This method creates a simple connection from one agent to another, useful for building custom execution flows in manual mode.

Parameters:
  • from_agent (str) – Name of the source agent.

  • to_agent (str) – Name of the destination agent (or END for termination).

Raises:

ValueError – If from_agent doesn’t exist or to_agent is invalid.

Return type:

None

Example

>>> workflow = MultiAgent(
...     agents=[agent1, agent2, agent3],
...     execution_mode="manual"
... )
>>> workflow.add_edge("agent1", "agent2")
>>> workflow.add_edge("agent2", "agent3")
>>> workflow.add_edge("agent3", END)

Note

If the graph is already built, the edge is added immediately. Otherwise, it will be added when the graph is built.

add_multi_conditional_edge(from_agent, condition, routes, default=END)

Add multi-way conditional edge with multiple destinations.

This method creates a branching point where the condition function returns a string key that maps to different destination agents.

Parameters:
  • from_agent (str) – Name of the agent where routing decision is made.

  • condition (collections.abc.Callable[[Any], str]) – Callable that returns a route key string.

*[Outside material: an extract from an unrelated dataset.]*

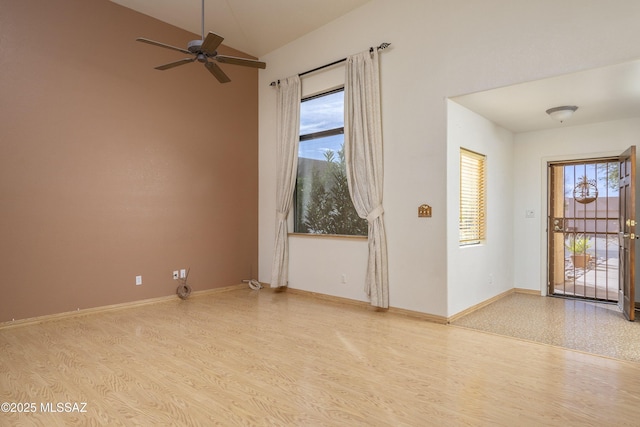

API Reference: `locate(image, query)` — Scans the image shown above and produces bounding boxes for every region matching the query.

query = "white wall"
[513,118,640,295]
[447,101,514,316]
[259,0,640,316]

  • routes (dict[str, str]) – Dictionary mapping route keys to agent names.

  • default (str) – Default agent when condition returns unmatched key.

Raises:

ValueError – If from_agent doesn’t exist.

Return type:

None

Example

>>> def categorize(state):
...     return state.get("category", "other")
...
>>> workflow.add_multi_conditional_edge(
...     from_agent="categorizer",
...     condition=categorize,
...     routes={
...         "technical": "tech_agent",
...         "sales": "sales_agent",
...         "support": "support_agent"
...     },
...     default="general_agent"
... )
build_graph()

Build the computational graph for multi-agent orchestration.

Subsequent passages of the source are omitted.